In the WHO Bulletin, a journal produced by the World Health Organization, Xiang-Sheng Chen of China's Center for Disease Control and Prevention said mass migration of rural workers to Chinese cities has been a major factor in the viral spread.

While China nearly eradicated syphilis through a powerful campaign of propaganda, mass screening, closing brothels and providing free treatment for sex workers, the expert said the epidemic has re-emerged since the economic boom of the 1980s.

The areas with higher syphilis prevalence are usually places where the economy is booming but where there is also greater economic inequality, such as the south-eastern coastal areas, Chen said.

The Chinese CDC's deputy director for sexually transmitted disease control said there were 278,215 officially reported syphilis infections in 2008, triple the number from 2004 and a tenfold increase over the past decade.

On average, syphilis cases are increasing by 30 percent a year across the nation, he said.

MIGRANT WORKERS

Much of the rise has come from unsafe practices of migrant workers, including men who left their wives back in their home villages and solicit sex from prostitutes who do not use condoms, Chen said.

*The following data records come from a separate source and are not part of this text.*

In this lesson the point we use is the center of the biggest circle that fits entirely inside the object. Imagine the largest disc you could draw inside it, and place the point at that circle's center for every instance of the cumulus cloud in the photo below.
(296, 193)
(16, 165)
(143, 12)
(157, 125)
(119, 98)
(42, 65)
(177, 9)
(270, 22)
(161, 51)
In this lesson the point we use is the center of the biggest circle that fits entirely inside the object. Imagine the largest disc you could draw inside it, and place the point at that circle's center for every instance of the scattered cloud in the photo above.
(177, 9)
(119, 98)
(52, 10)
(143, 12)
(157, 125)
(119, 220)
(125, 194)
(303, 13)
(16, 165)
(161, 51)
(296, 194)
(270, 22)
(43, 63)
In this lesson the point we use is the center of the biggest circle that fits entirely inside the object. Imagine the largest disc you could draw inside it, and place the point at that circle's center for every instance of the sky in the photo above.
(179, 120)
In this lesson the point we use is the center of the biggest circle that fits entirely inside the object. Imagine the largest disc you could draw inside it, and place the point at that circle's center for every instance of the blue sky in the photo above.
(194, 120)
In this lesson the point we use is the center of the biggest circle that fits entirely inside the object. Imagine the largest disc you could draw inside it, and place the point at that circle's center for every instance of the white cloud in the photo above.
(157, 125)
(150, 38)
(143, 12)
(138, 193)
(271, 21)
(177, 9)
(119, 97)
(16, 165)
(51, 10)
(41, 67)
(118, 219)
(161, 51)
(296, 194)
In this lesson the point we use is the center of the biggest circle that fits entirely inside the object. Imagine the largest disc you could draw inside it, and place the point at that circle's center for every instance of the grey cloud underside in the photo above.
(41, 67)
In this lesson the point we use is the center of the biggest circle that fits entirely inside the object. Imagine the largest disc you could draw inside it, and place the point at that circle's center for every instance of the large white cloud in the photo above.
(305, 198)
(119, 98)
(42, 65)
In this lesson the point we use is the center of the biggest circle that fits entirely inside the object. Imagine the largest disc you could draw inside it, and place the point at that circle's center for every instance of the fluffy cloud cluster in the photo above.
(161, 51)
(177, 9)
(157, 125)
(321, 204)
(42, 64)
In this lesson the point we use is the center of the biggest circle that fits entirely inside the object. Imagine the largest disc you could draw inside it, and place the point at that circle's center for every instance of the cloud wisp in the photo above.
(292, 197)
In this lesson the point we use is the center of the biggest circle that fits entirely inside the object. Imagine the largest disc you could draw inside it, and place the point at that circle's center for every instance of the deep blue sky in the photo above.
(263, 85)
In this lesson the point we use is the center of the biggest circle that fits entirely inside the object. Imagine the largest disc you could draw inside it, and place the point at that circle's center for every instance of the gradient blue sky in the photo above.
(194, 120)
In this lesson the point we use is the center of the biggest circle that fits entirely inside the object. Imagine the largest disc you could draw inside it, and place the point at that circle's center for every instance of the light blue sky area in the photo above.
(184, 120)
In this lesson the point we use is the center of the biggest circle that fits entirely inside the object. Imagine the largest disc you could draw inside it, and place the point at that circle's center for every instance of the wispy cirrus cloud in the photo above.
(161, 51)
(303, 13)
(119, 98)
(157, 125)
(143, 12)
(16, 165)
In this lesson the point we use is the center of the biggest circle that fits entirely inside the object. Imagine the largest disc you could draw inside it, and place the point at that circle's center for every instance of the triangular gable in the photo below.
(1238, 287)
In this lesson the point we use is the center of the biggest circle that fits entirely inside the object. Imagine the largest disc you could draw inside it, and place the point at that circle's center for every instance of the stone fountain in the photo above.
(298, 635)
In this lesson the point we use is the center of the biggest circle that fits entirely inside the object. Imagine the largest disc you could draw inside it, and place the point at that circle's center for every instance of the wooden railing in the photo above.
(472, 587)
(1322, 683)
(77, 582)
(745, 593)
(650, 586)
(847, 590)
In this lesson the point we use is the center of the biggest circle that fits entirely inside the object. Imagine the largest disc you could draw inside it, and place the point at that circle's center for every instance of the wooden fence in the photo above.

Fears of stigma and a lack of privacy have also kept many patients from going to seek treatment for syphilis and other sexual infections which can make people more likely to catch and spread HIV/AIDS, according to the Chinese expert.

There are no national statistics on how many people in China have both HIV and syphilis.

Globally, the WHO estimates that there are at least 340 million new cases of curable sexually transmitted infections -- such as syphilis, gonorrhea, chlamydia and trichomoniasis -- every year among people aged 15 to 49.

Infection with sexually transmitted infections can cause acute symptoms, chronic infections and delayed consequences including infertility, ectopic pregnancy and cervical cancer.

Michel Sidibe, the head of the U.N. program UNAIDS, and his colleague Kent Buse appealed in a separate WHO Bulletin article on Tuesday for more collaboration between work on HIV/AIDS and sexually transmitted infection worldwide.

Pregnant women and their partners should be offered HIV screening as well as services to prevent sexual infections as part of their regular treatment, they recommended, saying: The moment is right to take the AIDS response out of isolation.